Redistricting and reapportionment have upended much of Jefferson County, especially the mountain area. After the 2022 election, we will no longer be represented by Congressman Joe Neguse, State Sen. Tammy Story nor State Rep. Lisa Cutter.
The last four years have been sweet for us Democrats, with such fine people serving us so well. They have embraced our issues, particularly fire mitigation, and worked hard to stay in touch with their constituents.
These changes have come about because of constitutional requirements to redraw legislative and congressional district boundaries based on the decennial census. Voters passed two constitutional amendments in 2018 that created two commissions to do this job, one for congressional districts and another for the state legislature.
The commissioners were chosen from a pool of applicants in a complicated process, and four Democrats, four Republicans and four unaffiliated voters were ultimately appointed to each one. They held numerous public meetings seeking input on maps created by nonpartisan staff.
Earlier this month, their final maps were approved by the State Supreme Court, which found they met the mandated criteria for compactness and competitiveness.
The Supreme Court may be happy, but many Jeffco Democrats are not. Sen. Story, who lives west of Evergreen Meadows, is only a mile and a half from the undulating boundary of a new, strongly Republican district that includes seven rural mountain counties to the south.
Lisa Cutter was cut out of House District 25 by less than a mile. She is now in the same district as Lakewood’s Kerry Tipper. Senators Petterson and Danielson were also drawn into the same district.
I’m hesitant to cry foul, but if someone had consciously tried to dilute the power of Jeffco’s Democratic women, they couldn’t have done a better job.
Sen. Story tells me that women’s strong presence in the legislature “has done transformational things.” Some legislation that might not have been proposed without women leading the way were bills regarding equal pay for equal work, paid family leave and universal pre-school.
Rep. Cutter is equally proud of her work on environmental issues, particularly recycling and fire mitigation. She has embraced the opportunity to make a real difference, but what she’ll miss the most are the people she has come to know in the mountain communities.
All is not lost, however. Almost all of Jefferson County is now in Congressional District 7, which has long been represented by Ed Perlmutter. He is favored to win in this newly drawn district, which includes six mountain counties to the south.
It’s also highly likely that a Democrat will prevail in the new Senate District 20, which extends north from the Evergreen area to the Boulder County line and east to Wadsworth Blvd in the south.
Evergreen remains in House District 25, which is now all of Jeffco south of Interstate 70 and west of C-470. The current HD 22 representative, a Republican, lives in the new HD 25, but even if he runs, he could lose to a Democrat with strong ties to the community.

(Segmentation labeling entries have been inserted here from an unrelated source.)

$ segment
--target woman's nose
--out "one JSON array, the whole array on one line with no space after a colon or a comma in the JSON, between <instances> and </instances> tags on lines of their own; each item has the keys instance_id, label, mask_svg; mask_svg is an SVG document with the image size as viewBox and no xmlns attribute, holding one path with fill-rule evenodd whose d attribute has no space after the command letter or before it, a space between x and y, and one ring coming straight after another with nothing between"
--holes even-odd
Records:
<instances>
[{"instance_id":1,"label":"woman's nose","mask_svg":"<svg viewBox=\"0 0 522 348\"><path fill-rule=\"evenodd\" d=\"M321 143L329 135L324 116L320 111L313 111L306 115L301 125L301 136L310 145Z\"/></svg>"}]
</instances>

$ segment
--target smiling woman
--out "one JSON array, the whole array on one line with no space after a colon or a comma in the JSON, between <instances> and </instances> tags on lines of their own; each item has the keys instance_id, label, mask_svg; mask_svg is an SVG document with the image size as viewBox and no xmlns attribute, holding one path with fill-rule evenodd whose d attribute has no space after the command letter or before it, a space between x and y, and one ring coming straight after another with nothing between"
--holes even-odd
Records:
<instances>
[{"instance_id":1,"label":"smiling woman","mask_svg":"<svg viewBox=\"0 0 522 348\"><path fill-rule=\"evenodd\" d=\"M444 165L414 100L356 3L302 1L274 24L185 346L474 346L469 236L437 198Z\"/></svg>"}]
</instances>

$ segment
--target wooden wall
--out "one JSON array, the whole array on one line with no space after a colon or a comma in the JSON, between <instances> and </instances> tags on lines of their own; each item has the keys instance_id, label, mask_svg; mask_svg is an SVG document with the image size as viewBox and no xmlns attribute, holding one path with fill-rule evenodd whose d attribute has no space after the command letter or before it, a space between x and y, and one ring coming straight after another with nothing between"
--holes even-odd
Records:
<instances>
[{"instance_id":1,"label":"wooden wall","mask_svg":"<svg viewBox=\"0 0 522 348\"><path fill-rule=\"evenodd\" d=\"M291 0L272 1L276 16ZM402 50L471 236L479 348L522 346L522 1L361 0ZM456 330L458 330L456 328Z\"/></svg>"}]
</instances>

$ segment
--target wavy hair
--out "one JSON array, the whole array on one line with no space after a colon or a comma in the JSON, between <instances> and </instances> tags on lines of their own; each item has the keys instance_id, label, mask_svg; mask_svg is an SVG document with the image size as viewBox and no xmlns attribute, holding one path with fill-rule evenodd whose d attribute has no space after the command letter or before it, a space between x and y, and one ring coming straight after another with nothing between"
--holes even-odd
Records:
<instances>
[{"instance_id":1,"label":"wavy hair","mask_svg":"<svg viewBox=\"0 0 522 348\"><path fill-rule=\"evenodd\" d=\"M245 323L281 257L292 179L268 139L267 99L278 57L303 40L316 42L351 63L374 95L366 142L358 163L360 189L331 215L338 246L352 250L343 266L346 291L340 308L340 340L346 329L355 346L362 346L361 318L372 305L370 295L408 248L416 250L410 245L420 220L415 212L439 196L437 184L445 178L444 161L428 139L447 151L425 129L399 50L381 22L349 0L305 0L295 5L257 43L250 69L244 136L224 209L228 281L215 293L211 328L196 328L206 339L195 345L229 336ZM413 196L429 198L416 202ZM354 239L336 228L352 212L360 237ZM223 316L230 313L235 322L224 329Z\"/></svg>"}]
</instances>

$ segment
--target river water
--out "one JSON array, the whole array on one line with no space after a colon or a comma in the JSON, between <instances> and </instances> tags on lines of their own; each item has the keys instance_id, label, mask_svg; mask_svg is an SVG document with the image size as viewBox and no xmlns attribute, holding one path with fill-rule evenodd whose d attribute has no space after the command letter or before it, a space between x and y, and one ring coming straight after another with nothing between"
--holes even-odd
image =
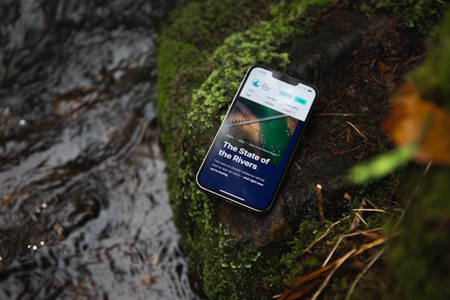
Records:
<instances>
[{"instance_id":1,"label":"river water","mask_svg":"<svg viewBox=\"0 0 450 300\"><path fill-rule=\"evenodd\" d=\"M158 144L167 1L0 0L0 299L195 299Z\"/></svg>"}]
</instances>

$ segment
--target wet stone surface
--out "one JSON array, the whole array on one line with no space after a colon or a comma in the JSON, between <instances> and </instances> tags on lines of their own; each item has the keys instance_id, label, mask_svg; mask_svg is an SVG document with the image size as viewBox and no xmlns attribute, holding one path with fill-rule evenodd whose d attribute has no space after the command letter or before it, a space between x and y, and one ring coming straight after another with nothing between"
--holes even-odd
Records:
<instances>
[{"instance_id":1,"label":"wet stone surface","mask_svg":"<svg viewBox=\"0 0 450 300\"><path fill-rule=\"evenodd\" d=\"M0 4L0 299L195 299L155 124L160 1Z\"/></svg>"}]
</instances>

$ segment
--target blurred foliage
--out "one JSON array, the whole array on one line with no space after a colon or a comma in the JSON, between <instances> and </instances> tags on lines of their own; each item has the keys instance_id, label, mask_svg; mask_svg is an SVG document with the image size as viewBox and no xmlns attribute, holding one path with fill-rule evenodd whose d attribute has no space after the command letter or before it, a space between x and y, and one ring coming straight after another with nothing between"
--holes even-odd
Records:
<instances>
[{"instance_id":1,"label":"blurred foliage","mask_svg":"<svg viewBox=\"0 0 450 300\"><path fill-rule=\"evenodd\" d=\"M174 220L184 250L208 296L259 298L252 288L255 282L285 266L302 269L295 266L295 254L286 254L281 262L283 249L236 245L229 228L214 218L214 202L195 184L214 128L246 69L253 63L274 68L288 64L288 55L280 53L282 45L294 34L307 33L327 6L339 4L340 9L368 14L395 11L402 23L425 32L432 25L429 17L439 13L435 7L440 4L431 0L186 2L162 26L158 52L158 116ZM317 227L314 221L305 222L300 235ZM301 241L303 237L297 236L290 245L292 254L314 235L304 237ZM308 261L307 268L317 264L312 258Z\"/></svg>"}]
</instances>

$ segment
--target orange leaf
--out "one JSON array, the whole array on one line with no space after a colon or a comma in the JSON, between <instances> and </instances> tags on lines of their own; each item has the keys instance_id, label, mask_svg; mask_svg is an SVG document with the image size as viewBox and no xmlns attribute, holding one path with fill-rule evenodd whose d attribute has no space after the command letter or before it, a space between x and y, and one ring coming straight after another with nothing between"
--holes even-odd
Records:
<instances>
[{"instance_id":1,"label":"orange leaf","mask_svg":"<svg viewBox=\"0 0 450 300\"><path fill-rule=\"evenodd\" d=\"M450 112L422 99L411 82L394 98L383 129L397 145L418 142L416 161L450 164Z\"/></svg>"}]
</instances>

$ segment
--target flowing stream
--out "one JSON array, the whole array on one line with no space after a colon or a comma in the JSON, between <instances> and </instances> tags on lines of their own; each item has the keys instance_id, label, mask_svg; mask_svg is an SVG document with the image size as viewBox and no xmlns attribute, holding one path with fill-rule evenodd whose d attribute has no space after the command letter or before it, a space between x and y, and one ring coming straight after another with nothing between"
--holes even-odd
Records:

As I write, my friends are abuzz with speculation about who will do what, or not, in the coming year. It will be awhile until everything gets sorted out, but I have confidence that the combination of good public policy and hard work will lead Democrats to victories again in 2022.
Change is hard for most of us, but as we know from our personal lives, it can create new opportunities and better outcomes in the long run.
Linda Rockwell moved to Evergreen with her family in 1982. She got involved in local land-use issues in 1984 and in the Democratic Party a few years later. She served as chair of the Jeffco Democrats from 1993 to 1997. Good government and principled politics remain her passion.